Download or read book Dear Martin written by Nic Stone and published by Ember. This book was released on 2018-09-04 with total page 242 pages. Available in PDF, EPUB and Kindle. Book excerpt: "Powerful, wrenching.” –JOHN GREEN, #1 New York Times bestselling author of Turtles All the Way Down "Raw and gripping." –JASON REYNOLDS, New York Times bestselling coauthor of All American Boys "A must-read!” –ANGIE THOMAS, #1 New York Times bestselling author of The Hate U Give Raw, captivating, and undeniably real, Nic Stone joins industry giants Jason Reynolds and Walter Dean Myers as she boldly tackles American race relations in this stunning #1 New York Times bestselling debut, a William C. Morris Award Finalist. Justyce McAllister is a good kid, an honor student, and always there to help a friend—but none of that matters to the police officer who just put him in handcuffs. Despite leaving his rough neighborhood behind, he can't escape the scorn of his former peers or the ridicule of his new classmates. Justyce looks to the teachings of Dr. Martin Luther King Jr. for answers. But do they hold up anymore? He starts a journal to Dr. King to find out. Then comes the day Justyce goes driving with his best friend, Manny, windows rolled down, music turned up—way up, sparking the fury of a white off-duty cop beside them. Words fly. Shots are fired. Justyce and Manny are caught in the crosshairs. In the media fallout, it's Justyce who is under attack. "Vivid and powerful." -Booklist, Starred Review "A visceral portrait of a young man reckoning with the ugly, persistent violence of social injustice." -Publishers Weekly
Download or read book Metre Rhyme and Free Verse written by G. S. Fraser and published by Routledge.

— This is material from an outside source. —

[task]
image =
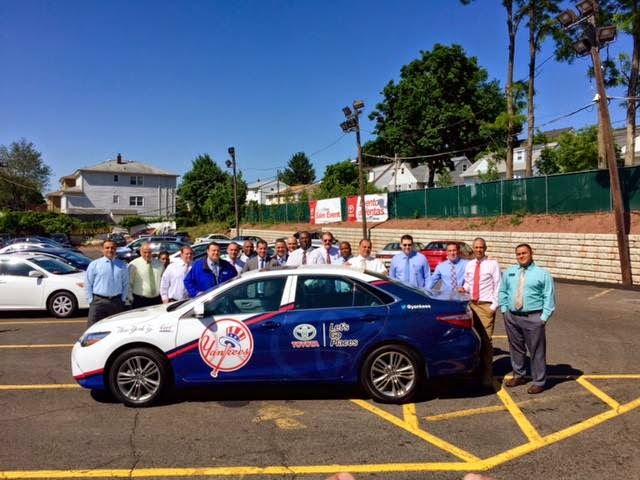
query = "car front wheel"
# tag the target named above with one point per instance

This book was released on 2017-07-06 with total page 67 pages. Available in PDF, EPUB and Kindle. Book excerpt: First published in 1970, this work outlines the principles of English prosody in a way that will enable the reader to recognise and scan any piece of English verse. It illustrates the close relationship between English speech patterns and verse patterns, and the primary importance of the phenomenon of stress. It also discusses the suitability of various kinds of metrical pattern for various kinds of poetic effect. This book will be of interest to those studying poetry and English literature.